A few weeks after allowing the public to weigh in on the requests of FTX US Derivatives (formerly known as LedgerX) to amend its registration attempts to offer derivatives services, the CFTC has extended the deadline.
- CryptoPotato reported in late 2021 when FTX US – the American branch of the international crypto exchange – purchased Ledger Holdings – the parent company of LedgerX, a regulated digital asset derivatives platform.
- This came amid FTX US’ plans to launch crypto derivatives services in the US, and acquiring LedgerX allowed it to leverage the latter’s Derivatives Clearing Organization (DCO) license.
- The exchange filed documents with the CFTC shortly after, seeking approval for its rather untypical proposals on how to provide the derivatives services, as it wanted to combine it with its spot trading platform.
- The Commission outlined a 30-day comment period in early March that allowed the public to weigh in on the matter.
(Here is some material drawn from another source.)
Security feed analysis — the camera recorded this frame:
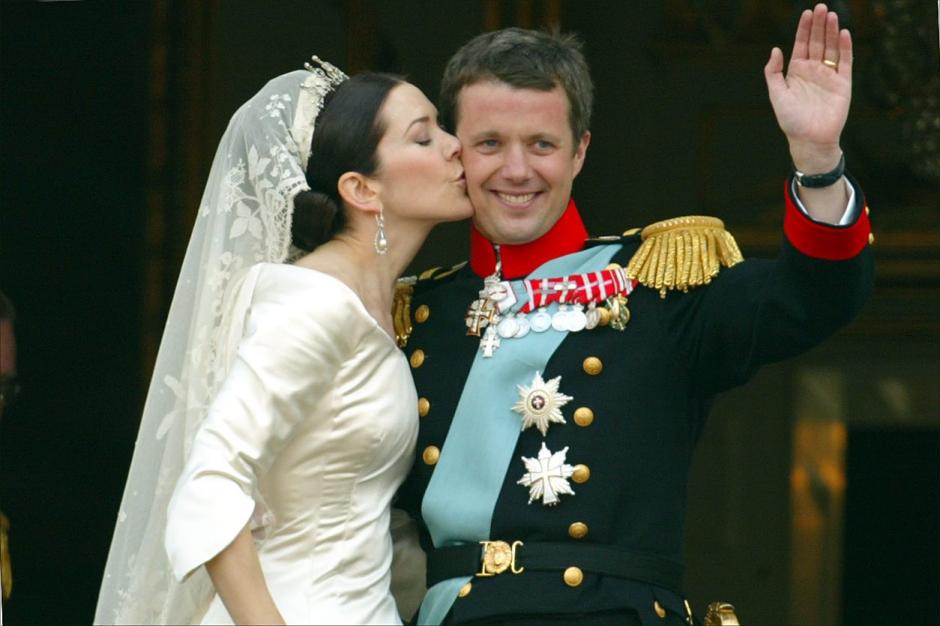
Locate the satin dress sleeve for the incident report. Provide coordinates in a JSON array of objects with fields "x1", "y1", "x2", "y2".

- However, FTX US sought an extension of that period, and the CFTC announced on March 24 that it has agreed to do so. As such, the public has until May 11 to send their comments.
“FTX currently offers clearing of futures and options on futures contracts on a fully collateralized basis directly to retail participants (non-intermediated model). In its request for an amended order of registration, FTX proposes to clear margined products for retail participants while continuing with a non-intermediated model.” – reads CFTC’s statement.